Spark RDD reduce aggregate function is used to aggregate the dataset i.e. calculate min, max of elements in a dataset.
SYNTAX: def reduce(f: (T, T) => T): T
- The argument is a Commutative and Associative function
- The parameter function should have two arguments (binary operator ) of the same data type
- The return type of the function also must be same as argument types
- aggregation function should have these two properties
- Commutative : A+B = B+A
- Associative: (A+B)+C = A+(B+C)
Spark RDD reduceByKey is a transformation function which merges the values for each key using an associative reduce function.
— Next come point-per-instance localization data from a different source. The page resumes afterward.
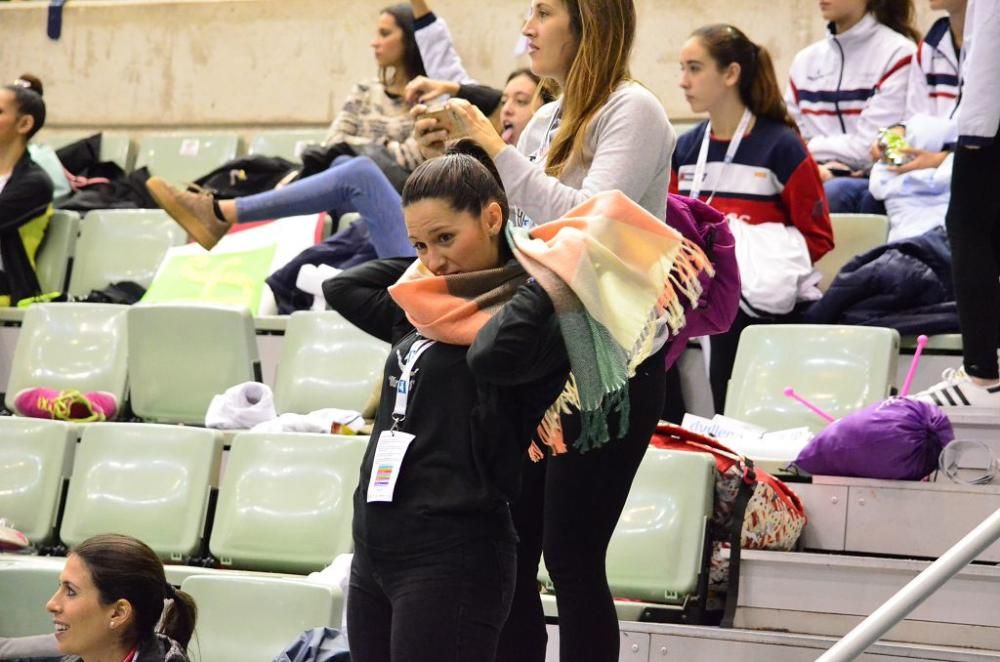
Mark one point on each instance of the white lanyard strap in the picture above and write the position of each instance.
(403, 384)
(734, 144)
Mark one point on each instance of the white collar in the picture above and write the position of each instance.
(860, 30)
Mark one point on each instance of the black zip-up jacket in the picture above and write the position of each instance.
(26, 196)
(473, 411)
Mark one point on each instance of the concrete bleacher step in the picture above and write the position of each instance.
(827, 595)
(654, 642)
(913, 519)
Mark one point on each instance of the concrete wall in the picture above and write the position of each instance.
(144, 64)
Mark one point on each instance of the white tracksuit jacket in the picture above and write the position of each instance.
(843, 89)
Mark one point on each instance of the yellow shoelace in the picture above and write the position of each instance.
(61, 407)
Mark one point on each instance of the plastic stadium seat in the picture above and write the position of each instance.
(285, 503)
(118, 148)
(286, 144)
(252, 619)
(853, 234)
(35, 456)
(656, 551)
(122, 244)
(326, 362)
(148, 481)
(79, 346)
(838, 368)
(185, 158)
(180, 356)
(57, 249)
(25, 587)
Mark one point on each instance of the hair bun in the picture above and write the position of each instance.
(30, 82)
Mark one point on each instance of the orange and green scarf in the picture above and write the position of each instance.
(619, 278)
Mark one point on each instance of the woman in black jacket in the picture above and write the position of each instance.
(25, 191)
(434, 563)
SYNTAX : def reduceByKey(func: (V, V) ⇒ V): RDD[(K, V)]
REDUCE | REDUCEBYKEY |
Action | Transformation |
reduce must pull the entire dataset down into a single location because it is reducing to one final value | reduceByKey reduces one value for each key |
reduce() is a function that operates on an RDD of objects. | reduceByKey() is a function that operates on an RDD of key-value pairs |
reduce() function is a member of RDD[T] class | reduceByKey() is a member of the PairRDDFunctions[K, V] class |
Output is a collection not an RDD and is is not added to DAG . | Output is an RDD and is added to DAG The reduce cannot result in an RDD simply because it is a single value as output. |
def reduce(f: (T, T) => T): T | def reduceByKey(func: (V, V) ⇒ V): RDD[(K, V)] |
reduce is an action which Aggregate the elements of the dataset using a function func (which takes two arguments and returns one) | reduceByKey When called on a dataset of (K, V) pairs, returns a dataset of (K, V) pairs where the values for each key are aggregated using the given reduce function func, which must be of type (V,V) => V. |